O problema é que a realização da triagem viola a dignidade humana, o direito fundamental à vida e saúde das pessoas pertencentes ao grupo de risco e o mandamento da igualdade, afirmaram os autores da queixa constitucional.
Faltam na Alemanha prescrições legais que indiquem critérios ou orientem como os médicos devem agir nessas situações de escolhas trágicas, alegam. Existem apenas recomendações do Conselho de Ética Médica e de diversas associações de classe, mas há intensa discussão sobre como o profissional deve agir no caso concreto.
E foi justamente contra a omissão do legislador que se dirigiu a queixa constitucional, requerendo os autores que o Tribunal Constitucional ordenasse o legislador a disciplinar a questão e, enquanto isso não ocorresse, que o governo criasse um grêmio temporário a fim de regular a triagem na situação de pandemia.
O Tribunal, porém, denegou o pedido liminar. Trata-se do processo BVerfG 1 BvR 1541/2020, julgado em 16/7/2020 pelo 1º. Senado da Corte.
O Bundesverfassungsgericht justificou a decisão denegatória ao argumento de que a queixa constitucional colocava ao Judiciário uma complexa questão que não poderia ser decidida em processo de cognição sumária, qual seja: (a) se e quando a Constituição exige que o Estado legisle para cumprir um dever de proteção face a pessoas com deficiência e (b) qual a extensão do campo de avaliação, valoração e conformação do Legislador na regulação de decisões médicas acerca de priorizações em tratamentos.
Ou seja, o processo cautelar seria inapropriado para discutir a complexa questão acerca do dever (ou não) do Legislador de estabelecer critérios para a triagem de pacientes. A Corte, aliás, acentuou inexistir consenso sobre se - e, em caso positivo, sob quais condições - o Legislador pode ser constrangido a agir em processo de urgência.
Além disso, para o Tribunal de Karlsruhe, a negativa da tutela cautelar não causaria dano irreversível aos autores, mesmo que no processo principal se chegasse à conclusão de que a atuação legislativa seria exigível constitucionalmente, porque na Alemanha há, pelo menos até agora, capacidade suficiente de tratamento médico-hospitalar, de forma que os médicos não estão sendo obrigados a tomar a dramática decisão sobre quem vai viver ou morrer.

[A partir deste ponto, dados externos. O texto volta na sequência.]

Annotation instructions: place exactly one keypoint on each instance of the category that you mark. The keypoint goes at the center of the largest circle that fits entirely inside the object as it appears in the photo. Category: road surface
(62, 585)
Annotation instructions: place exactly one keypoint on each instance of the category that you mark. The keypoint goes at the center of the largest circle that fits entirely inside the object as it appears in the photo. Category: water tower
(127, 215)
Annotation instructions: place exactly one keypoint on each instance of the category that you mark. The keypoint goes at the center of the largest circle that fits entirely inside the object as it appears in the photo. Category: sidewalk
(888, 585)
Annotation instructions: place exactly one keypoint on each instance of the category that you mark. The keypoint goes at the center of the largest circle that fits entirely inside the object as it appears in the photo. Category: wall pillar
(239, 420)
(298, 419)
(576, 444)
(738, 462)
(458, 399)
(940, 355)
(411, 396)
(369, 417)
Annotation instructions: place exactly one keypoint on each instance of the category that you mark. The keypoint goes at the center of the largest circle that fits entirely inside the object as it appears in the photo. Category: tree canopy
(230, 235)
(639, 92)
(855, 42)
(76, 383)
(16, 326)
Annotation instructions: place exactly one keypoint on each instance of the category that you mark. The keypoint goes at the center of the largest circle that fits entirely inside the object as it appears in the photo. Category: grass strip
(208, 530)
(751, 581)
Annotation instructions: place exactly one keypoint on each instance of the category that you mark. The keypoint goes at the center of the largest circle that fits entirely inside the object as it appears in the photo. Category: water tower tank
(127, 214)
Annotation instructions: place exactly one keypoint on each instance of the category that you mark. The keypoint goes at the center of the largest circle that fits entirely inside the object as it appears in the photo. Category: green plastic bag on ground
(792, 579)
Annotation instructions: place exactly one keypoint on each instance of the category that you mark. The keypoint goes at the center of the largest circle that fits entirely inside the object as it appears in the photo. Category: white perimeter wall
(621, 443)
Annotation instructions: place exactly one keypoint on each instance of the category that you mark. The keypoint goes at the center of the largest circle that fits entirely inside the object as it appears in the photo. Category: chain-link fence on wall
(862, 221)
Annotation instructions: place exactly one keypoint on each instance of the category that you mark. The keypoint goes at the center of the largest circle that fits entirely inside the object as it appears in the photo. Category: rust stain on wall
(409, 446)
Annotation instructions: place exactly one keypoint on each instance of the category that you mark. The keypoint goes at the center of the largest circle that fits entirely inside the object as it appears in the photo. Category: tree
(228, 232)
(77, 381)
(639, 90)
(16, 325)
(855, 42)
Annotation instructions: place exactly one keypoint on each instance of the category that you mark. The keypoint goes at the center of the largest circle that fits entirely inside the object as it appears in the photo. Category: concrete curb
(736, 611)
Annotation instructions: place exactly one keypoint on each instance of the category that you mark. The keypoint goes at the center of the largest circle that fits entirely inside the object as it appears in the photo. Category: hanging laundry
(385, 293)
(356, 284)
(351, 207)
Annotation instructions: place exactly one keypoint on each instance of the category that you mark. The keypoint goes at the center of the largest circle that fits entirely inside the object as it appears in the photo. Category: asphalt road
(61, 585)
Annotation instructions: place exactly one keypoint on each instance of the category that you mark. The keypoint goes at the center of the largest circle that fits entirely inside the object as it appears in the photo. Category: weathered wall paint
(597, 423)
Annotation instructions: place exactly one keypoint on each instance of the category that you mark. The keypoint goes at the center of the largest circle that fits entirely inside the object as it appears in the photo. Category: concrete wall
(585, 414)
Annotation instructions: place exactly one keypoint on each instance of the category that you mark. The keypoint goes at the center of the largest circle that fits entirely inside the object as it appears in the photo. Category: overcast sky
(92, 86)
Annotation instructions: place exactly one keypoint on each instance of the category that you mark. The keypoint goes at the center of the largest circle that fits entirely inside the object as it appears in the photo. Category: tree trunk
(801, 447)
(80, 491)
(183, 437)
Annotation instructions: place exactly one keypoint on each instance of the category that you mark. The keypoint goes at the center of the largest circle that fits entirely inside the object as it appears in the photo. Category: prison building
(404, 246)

A Corte Constitucional também rejeitou o pedido de que, enquanto o Parlamento não atuasse, o governo formasse um grêmio para regular temporariamente a divisão dos recursos médicos disponíveis, pois tal grêmio não teria legitimidade maior que o Conselho de Ética Médica, criado por lei, para resolver a questão e nem competência para ditar regras obrigatórias, com a eficácia vinculante de uma decisão legislativa.
Aqui, o 1º. Senado do BVerfG também ponderou os efeitos de uma eventual decisão favorável ao pleito dos autores dizendo que, se posteriormente essa atuação legislativa não se mostrasse constitucionalmente obrigatória, a decisão do Tribunal teria ferido gravemente a separação dos poderes e gerado dispêndio organizatório e financeiro desnecessário.
Dessa forma, por enquanto, cabe aos médicos no caso concreto tomar a difícil decisão sobre quem tratar diante da escassez de recursos de saúde. Mas essa decisão não é, por óbvio, arbitrária e nem pode ser feita com discriminações, devendo, ao contrário, pautar-se em princípios éticos, segundo orientação do Conselho de Ética Médica.
Até porque toda vida humana tem, em princípio, o mesmo valor e o Tribunal Constitucional alemão já afirmou, em outro julgado, que a vida e a dignidade humanas gozam da mesma proteção constitucional independentemente da duração da existência física do indivíduo1.
Dessa forma, as pessoas do grupo de risco não podem ser discriminadas na hora de receber o tratamento médico adequado. Essa é uma discussão que ainda vai ser aprofundada, até porque o Tribunal Constitucional só afastou a análise do problema em sede de procedimento liminar.